Ok, so I may have come up with something. I was originally printing a square photo, which gave approximately 3" of margin on each side of the 17x22" sheet. I then tried a photo with a different aspect ratio which had the photo start approximately .50" from the edge, and it worked perfectly. I then tried another photo with the same aspect ratio and it worked perfectly also. I then put the trouble photo back in the printer with the square photo and it gave me the same problems.
This sounds unlikely, but is there some kind of sensor in the print that is bothered by the all the white space for some reason? That doesn’t make much sense to me, because how is this any different than printing a regular print? Although I seem to have created something repeatable.
My next step would be to trim the photo to give the .50" of white space on the edge and try again. I could also try printing a new one with the square image not centered, but all the way to the top.
Thanks for the feedback Jeff. I also did a number of tests with our 7900 yesterday by printing various size images, then re-feeding the sheet and printing the 1x1" white image with the GO curve- some correctly printed over the entire sheet and some didn’t. It certainly seems to be related to the underlying image size and paper margins, but I haven’t yet pin-pointed the margins that the printer needs to correctly print GO over the entire sheet. I am aware of sensors in the printer that detect printed area (which started with the x880 printer models), and this is why we say to leave 2" top and bottom margins when printing Piezography gloss, to be able to print the GO layer without the printer freaking about about the printed area when loading the sheet, but this seems different and only related to the latest models (7890/9890, 7900/9900 and 4900). It could also be that the 4900 is slightly different from the 7900 I’m testing with, because I was successfully able to print a 16x16" image centered on a 17x22" sheet, then print the entire sheet with GO without any problems. This issue appears to be caused by the printer’s sensors and not QTR or your printing workflow (you are doing everything correctly). I am continuing my tests today in hopes to determine the best margins to use, and appreciate your testing/feedback with the 4900, as our 4900 seems to have a bad pump (this is the second bad 4900 we’ve had- and are receiving an alarming amount of problem reports from other 4900 users, most of which have only used Epson inks/carts- we feel there are some major bugs to that need to be worked out with this model before we will recommend anyone buy one- and suggest anyone who already has one get the extended warranty because there’s such a high failure rate).
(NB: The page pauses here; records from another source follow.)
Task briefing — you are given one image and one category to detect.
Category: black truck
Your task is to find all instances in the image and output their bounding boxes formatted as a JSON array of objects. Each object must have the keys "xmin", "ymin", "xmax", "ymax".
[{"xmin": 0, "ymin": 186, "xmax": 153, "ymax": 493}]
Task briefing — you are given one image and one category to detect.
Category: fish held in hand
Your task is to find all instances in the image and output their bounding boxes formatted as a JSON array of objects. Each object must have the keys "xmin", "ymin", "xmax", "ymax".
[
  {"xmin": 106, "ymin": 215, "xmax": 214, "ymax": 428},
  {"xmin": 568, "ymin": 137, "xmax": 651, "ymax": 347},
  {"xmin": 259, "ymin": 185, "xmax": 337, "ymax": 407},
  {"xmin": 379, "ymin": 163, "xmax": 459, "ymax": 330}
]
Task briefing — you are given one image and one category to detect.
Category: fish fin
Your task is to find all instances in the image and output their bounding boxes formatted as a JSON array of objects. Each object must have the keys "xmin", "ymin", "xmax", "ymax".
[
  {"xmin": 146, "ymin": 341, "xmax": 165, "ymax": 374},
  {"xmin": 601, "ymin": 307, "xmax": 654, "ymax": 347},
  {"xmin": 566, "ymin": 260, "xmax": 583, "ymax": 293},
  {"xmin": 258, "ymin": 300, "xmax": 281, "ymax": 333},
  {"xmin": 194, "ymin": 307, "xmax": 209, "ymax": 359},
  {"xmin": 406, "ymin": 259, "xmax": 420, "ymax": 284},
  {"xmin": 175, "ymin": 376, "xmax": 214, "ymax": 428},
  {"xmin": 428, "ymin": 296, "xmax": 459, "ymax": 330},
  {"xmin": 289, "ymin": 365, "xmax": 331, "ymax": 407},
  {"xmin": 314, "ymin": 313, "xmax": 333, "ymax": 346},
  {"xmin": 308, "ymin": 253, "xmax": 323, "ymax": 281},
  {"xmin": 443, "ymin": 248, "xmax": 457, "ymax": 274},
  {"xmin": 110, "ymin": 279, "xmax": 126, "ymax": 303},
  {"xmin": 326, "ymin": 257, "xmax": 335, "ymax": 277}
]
Please keep me posted on your testing, and I will do the same- we can figure this out!!
Hi Dana, I’m glad you are seeing some of the same issues, it was driving me crazy. It almost seems like it wants a smaller margin than a larger margin.
I am going to try trimming the excess margin on the square photo tonight and retry it. I have been doubting my entry into piezography for the last couple days. After I got two successful prints off yesterday, I now remember how beautiful the prints can be.
Please keep me posted on your finds, and I will update you as well. I don’t mind working with restrictions as long as I understand the rules.
I trimmed the trouble square photo to give a .56" margin on each side. The first time I tried it stopped after 2.5" inches again, but when I flipped it around to the other side, it printed fine.